Le roman s’ouvre sur un superbe portrait de chasseur de vipères, aux odeurs fortes et à la sauvagerie mystérieuse. Nous sommes en Isère, « "au beau milieu des bouses de vaches, de milliers de petits champignons de prairies. Rosés-des-prés, vesses-de-loup, tous d'un blanc mat, rondelet, putrescible qui n'évoque guère les fleurs ni les fruits, mais déjà leur contraire : le poussiéreux, le digéré." Nous sommes dans les Terres froides, ce petit recoin de l’Isère coupé du monde pendant l’hiver, où l’on a les pieds palmés une génération sur deux.
Dans ce récit, l'auteur revient sur les rudes années de son enfance en Dauphiné, marquée par la peur, la violence et la découverte de l'amour.
Ce roman se décline en une série de souvenirs qui viennent ponctuer le récit en autant de chapitres que de scènes frappantes.
Souvenir de cette horrible institutrice – qui enfermait les élèves indisciplinés sous son bureau au contact de puanteurs intimes « dans ses jupes de lin de Pologne qui puent ».
Souvenir de ses gamins algériens qui jettent une salamandre dans le feu pour vérifier les facultés prêtendument ignifuge du petit amphibien.
Souvenir des Rogations, de la foire de Beaucroissant, seul événement véritable des Terres froides, cette foire aux bestiaux qui date du Moyen-âge et où l’on vient regarder la femme-tronc et festoyer comme on ne le fait plus dans les régions civilisées.
Souvenir d’Antoine, l’ami avec qui on partage tout.
Souvenir de la tendre d’Elisabeth aussi, avec qui l’enfant découvre le baiser et le premier amour.
Au milieu du livre, la mort d’Antoine vient sonner le fin de l’enfance.
Le roman se poursuit alors avec 5 poèmes et trois parenthèses.
Archétype de la France profonde, les Terres froides est le lieu de l’apprentissage de la vie, le lieu où est né la vocation.
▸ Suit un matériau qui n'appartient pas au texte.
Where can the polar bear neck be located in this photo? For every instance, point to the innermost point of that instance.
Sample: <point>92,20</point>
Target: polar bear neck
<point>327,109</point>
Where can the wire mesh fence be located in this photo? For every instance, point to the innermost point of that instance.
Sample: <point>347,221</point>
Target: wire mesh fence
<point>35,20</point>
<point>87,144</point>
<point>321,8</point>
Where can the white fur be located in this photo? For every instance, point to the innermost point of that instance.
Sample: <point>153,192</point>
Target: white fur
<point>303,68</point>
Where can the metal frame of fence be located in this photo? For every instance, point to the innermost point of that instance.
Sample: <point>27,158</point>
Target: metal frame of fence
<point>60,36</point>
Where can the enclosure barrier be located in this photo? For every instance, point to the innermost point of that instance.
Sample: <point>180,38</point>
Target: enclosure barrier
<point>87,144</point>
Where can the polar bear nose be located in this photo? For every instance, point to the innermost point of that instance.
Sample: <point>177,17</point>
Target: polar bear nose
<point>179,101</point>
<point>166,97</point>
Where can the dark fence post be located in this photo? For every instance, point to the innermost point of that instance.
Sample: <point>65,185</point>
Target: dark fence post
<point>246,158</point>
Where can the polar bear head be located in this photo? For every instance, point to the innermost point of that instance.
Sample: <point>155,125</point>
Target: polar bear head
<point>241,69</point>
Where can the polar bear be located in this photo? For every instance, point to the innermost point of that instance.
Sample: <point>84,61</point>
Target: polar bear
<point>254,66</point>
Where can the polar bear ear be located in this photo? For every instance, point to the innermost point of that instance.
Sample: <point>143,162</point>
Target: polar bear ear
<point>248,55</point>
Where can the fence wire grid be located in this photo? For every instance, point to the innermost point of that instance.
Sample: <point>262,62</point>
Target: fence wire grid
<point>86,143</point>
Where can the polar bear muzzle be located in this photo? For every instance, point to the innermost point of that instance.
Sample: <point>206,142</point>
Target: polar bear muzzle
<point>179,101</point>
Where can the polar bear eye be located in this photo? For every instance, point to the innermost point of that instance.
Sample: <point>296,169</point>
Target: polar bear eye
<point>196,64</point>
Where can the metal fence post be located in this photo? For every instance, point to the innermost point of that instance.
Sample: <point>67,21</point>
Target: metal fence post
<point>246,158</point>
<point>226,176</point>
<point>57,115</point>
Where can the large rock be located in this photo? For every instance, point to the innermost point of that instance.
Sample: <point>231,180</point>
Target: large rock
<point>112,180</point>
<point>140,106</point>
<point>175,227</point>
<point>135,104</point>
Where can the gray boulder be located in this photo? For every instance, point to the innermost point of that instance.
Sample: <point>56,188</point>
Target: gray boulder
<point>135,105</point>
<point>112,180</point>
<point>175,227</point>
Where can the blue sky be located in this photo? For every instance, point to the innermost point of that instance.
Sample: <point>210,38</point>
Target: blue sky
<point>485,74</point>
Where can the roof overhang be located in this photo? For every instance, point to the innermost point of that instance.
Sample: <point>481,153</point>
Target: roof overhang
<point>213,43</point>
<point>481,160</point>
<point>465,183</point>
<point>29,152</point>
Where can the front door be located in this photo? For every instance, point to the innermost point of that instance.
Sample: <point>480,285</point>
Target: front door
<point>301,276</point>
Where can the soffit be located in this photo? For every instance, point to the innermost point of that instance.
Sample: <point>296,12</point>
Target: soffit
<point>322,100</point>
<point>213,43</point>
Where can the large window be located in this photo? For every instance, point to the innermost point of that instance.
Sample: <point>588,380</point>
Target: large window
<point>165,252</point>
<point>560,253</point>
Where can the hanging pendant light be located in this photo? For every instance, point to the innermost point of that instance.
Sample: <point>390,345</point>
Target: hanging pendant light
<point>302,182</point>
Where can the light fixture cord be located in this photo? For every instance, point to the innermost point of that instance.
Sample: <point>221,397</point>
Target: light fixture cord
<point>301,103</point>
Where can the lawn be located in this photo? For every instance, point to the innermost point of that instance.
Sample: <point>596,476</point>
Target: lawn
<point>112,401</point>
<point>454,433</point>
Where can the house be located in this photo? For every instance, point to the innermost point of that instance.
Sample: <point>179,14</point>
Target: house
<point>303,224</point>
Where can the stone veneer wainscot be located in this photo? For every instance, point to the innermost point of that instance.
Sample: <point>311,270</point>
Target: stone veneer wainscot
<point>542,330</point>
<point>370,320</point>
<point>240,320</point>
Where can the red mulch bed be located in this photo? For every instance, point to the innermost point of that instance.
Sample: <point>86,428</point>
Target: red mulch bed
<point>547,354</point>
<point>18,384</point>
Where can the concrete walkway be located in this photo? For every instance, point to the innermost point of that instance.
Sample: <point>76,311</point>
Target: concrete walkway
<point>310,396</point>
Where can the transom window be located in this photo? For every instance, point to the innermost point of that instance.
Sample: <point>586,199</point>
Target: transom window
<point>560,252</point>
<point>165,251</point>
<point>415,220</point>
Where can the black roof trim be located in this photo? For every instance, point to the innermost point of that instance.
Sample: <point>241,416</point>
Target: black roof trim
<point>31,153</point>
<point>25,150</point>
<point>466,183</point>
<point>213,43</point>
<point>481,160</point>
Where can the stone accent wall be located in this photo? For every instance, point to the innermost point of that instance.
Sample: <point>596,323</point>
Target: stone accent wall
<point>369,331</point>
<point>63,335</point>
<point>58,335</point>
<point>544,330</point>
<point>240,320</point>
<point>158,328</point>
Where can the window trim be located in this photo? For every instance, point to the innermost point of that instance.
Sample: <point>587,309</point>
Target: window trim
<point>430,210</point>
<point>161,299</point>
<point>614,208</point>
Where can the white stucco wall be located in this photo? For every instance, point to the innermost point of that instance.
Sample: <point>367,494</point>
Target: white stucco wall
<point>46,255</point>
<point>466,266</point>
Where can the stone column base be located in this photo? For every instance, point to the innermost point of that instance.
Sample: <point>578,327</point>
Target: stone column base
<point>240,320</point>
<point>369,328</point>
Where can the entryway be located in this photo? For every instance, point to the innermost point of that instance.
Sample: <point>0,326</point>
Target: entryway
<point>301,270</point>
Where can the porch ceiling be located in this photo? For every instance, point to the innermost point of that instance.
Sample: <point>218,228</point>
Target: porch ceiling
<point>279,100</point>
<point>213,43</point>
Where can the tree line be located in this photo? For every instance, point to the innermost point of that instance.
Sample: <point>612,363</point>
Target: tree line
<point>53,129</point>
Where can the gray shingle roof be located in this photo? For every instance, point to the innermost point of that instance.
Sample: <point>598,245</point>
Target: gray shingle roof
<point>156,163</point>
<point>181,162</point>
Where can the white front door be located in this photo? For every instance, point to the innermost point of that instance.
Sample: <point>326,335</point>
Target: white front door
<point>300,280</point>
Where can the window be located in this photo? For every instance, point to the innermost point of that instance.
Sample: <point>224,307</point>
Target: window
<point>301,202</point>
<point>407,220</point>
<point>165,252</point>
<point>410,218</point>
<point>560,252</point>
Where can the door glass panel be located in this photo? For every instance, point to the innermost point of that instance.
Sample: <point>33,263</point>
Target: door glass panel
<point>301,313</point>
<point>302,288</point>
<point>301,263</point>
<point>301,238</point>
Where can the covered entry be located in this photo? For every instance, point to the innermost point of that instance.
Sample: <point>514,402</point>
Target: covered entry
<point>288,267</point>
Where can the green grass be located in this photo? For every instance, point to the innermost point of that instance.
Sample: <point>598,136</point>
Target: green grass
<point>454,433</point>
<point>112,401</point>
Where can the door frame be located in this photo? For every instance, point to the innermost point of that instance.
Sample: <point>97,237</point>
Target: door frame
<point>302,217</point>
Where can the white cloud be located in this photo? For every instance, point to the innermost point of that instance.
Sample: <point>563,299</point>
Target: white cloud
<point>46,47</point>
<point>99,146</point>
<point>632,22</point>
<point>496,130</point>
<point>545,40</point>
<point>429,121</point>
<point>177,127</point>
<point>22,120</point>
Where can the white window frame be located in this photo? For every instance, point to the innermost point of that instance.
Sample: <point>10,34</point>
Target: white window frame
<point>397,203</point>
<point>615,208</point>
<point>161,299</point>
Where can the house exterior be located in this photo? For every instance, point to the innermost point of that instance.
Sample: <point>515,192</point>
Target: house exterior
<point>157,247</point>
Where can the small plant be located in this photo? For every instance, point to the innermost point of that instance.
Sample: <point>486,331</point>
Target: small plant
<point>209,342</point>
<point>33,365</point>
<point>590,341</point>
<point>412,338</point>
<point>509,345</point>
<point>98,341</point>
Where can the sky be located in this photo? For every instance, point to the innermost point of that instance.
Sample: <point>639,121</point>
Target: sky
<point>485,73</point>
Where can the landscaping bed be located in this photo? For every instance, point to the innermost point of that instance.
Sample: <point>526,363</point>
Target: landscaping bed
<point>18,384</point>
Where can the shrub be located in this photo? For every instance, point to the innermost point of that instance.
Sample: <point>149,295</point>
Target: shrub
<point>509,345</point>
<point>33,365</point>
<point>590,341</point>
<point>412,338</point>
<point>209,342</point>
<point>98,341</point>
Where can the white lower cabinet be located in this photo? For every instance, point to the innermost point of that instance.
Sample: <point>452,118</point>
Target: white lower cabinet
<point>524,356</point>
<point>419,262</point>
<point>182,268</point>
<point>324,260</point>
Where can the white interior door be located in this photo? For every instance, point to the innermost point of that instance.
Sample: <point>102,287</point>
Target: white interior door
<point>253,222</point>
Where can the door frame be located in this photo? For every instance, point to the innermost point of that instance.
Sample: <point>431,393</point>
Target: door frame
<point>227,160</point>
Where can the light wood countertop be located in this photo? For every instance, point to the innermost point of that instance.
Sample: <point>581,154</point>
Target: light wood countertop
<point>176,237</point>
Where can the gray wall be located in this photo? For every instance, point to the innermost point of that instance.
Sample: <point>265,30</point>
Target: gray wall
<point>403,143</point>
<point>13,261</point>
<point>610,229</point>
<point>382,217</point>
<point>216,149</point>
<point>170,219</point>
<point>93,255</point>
L’écriture prend sa source dans l’enfance, dans un épisode particulier, ou dans toute circonstance de la vie familiale. Quelque chose réside là, un secret mal digéré ou une faille dans le réel qu’il faut réinviter par la fiction.La fiction – celle qui fait peur.
« Mes histoires d’enfance sont archaïques » dit Yves Bichet « Je n’y suis pour rien. Elles sont extraordinaires et pourtant ça va, je me sens comme au Café du Siècle juste avant d’offrir une tournée. » Non seulement archaïques mais aussi fantastiques. Ses personnages, pourtant bien réels, s’apparentent aux ogres et aux sorcières.
« A écouter certains, j’aurais tendance à me complaire dans le pollué, l’organique », écrit le poète et romancier qui, avec les Terres froides permet de comprendre quelles images, quels événements, phénomènes et paysages – lacustres, en partie – lui ont inspiré ses livres précédents, si impressionnants : La part animale et Le nocher entre autres.
Après les poèmes et une incursion du côté des chevaliers-paysans qui peuplaient le lac de Paladru à l’époque médiévale, l’auteur revient sur Elisabeth, son premier amour.
Elisabeth, qui montre son coup de foudre. Un vrai coup de foudre, pas une métaphore.
« Elle me montre son coup de foudre.
Elle me laisse deviner la suite. Quand je comprends que c’est vrai, quand je découvre cette cicatrice laiteuse courant d’un seul trait derrière la nuque, sous les cheveux, descendant de part et d’autre du cou jusqu’au creux des seins, puis s’arrêtant net à cet endroit, entre les seins, sur une courbe très douce et chaude, avec comme une pastille de peau rosée et troublé au milieu, nacrée comme les auréoles, j’ai presque peur. Je pousse un cri. »
Le récit se referme donc doucement, sur la pointe des pieds, sur ce souvenir tendre de cette Elisabeth dont on voit le corps dénudé, et dont on comprend qu’elle a aimé Antoine – auparavant. Et Yves Bichet termine sur cette phrase sibylline : « Le coup de foudre a tout volatilisé ».